JH: I know James Jean is a huge influence for you, can you talk a bit about your interest in his work?
JA: I think one of the reasons I really like him as an artist is that he seems to be able to navigate effortlessly between his commercial and personal work. Whether its comic art, fine art or fashion he manages to have the work be easily recognizable as his own. He’s one of the people that’s pushing the line between what’s considered illustration and whats considered fine art and it’s exciting to watch.
JH: What else is inspiring you these days?
JA: Honestly, I’m inspired by so much. Personally, the most exciting and inspiring thing right now is exploring digital as a medium and incorporating that into my workflow. The freedom you have to experiment is worth the investment of time.
JH: This doesn’t have to be specific to tattooing but who is someone you’ve learned a lot from?

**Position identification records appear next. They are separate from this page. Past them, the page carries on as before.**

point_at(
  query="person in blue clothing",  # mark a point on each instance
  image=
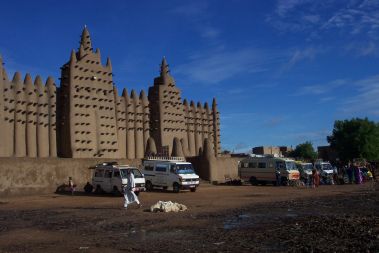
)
(278, 177)
(129, 195)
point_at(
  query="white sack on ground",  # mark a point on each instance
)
(167, 206)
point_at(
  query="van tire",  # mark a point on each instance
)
(253, 181)
(175, 187)
(149, 186)
(115, 191)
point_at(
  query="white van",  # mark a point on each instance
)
(262, 170)
(169, 172)
(325, 170)
(112, 178)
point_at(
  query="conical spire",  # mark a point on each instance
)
(38, 83)
(73, 56)
(164, 67)
(109, 63)
(125, 93)
(85, 40)
(50, 82)
(214, 104)
(16, 77)
(1, 69)
(133, 94)
(28, 81)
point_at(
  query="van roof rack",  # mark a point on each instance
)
(166, 158)
(109, 163)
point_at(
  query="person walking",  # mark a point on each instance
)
(71, 185)
(278, 177)
(315, 178)
(129, 195)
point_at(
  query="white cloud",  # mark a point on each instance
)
(366, 99)
(300, 55)
(357, 18)
(363, 48)
(216, 66)
(321, 89)
(199, 15)
(285, 6)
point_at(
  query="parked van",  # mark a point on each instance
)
(169, 172)
(262, 170)
(325, 170)
(112, 178)
(305, 170)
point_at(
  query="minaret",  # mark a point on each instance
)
(52, 101)
(9, 115)
(89, 105)
(31, 118)
(216, 128)
(166, 111)
(42, 119)
(20, 117)
(2, 112)
(85, 40)
(145, 118)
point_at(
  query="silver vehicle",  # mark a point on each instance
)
(325, 170)
(171, 172)
(264, 169)
(112, 178)
(305, 170)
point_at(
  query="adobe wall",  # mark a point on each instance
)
(28, 176)
(215, 169)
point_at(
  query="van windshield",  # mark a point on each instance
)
(183, 168)
(291, 165)
(124, 173)
(327, 166)
(307, 166)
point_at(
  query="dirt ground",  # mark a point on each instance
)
(244, 218)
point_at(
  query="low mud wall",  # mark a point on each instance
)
(216, 170)
(28, 176)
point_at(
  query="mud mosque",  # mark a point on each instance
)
(86, 118)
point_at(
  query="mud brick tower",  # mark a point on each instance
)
(88, 118)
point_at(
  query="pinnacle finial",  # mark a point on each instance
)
(85, 40)
(214, 104)
(164, 67)
(73, 56)
(109, 63)
(16, 77)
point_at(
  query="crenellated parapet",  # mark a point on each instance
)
(27, 112)
(86, 117)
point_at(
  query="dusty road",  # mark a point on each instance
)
(219, 219)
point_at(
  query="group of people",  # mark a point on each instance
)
(128, 191)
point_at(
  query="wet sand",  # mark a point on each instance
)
(219, 219)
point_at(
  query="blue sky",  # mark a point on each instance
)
(282, 71)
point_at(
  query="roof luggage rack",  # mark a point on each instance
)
(166, 158)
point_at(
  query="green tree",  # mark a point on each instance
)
(305, 151)
(355, 138)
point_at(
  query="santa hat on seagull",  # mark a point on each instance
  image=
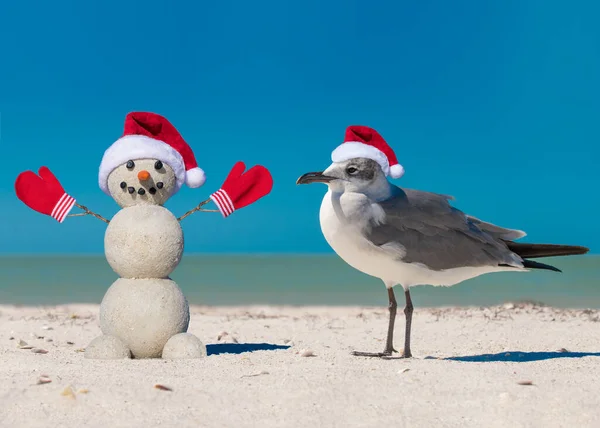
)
(151, 136)
(365, 142)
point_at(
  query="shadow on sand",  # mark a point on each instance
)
(520, 357)
(240, 348)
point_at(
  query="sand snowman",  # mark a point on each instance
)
(144, 313)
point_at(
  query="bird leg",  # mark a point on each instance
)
(198, 208)
(408, 309)
(389, 342)
(389, 347)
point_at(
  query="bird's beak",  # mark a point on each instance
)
(314, 177)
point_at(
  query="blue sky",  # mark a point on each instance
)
(496, 103)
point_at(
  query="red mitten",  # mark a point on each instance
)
(44, 194)
(242, 188)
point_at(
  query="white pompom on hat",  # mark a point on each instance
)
(365, 142)
(151, 136)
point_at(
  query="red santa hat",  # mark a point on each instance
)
(151, 136)
(365, 142)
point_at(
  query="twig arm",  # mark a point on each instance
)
(86, 211)
(198, 208)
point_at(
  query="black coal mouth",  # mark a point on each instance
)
(141, 190)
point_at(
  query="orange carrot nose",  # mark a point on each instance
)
(143, 175)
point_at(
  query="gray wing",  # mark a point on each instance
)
(434, 233)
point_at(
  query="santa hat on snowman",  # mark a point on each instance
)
(151, 136)
(147, 136)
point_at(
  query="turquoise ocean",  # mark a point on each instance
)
(292, 280)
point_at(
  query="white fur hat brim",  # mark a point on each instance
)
(132, 147)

JA: I’m fortunate to have had a few great friends/mentors throughout my life but someone that stands out is Steve Moore. Easily one of the best tattooers in the world and also one of the nicest, most humble and genuine people you will ever meet.
JH: What are you most proud of at this point in your life?
JA: That’s a tough one. I think that I’m most proud that I’ve been able to create a lot of freedom in my life. I don’t have to do much that I don’t want to do and there isn’t much that I want to do that I can’t do. Freedom is important and having less limitations I guess.
JH: What’s one thing you want to accomplish this next year?
JA: This year my main focus is to work on personal art. Into the abyss!
JH: And what about one thing you want to accomplish in your lifetime?
JA: I just want the freedom to pursue what interests me. Wherever that takes me, I’ll have to wait and see.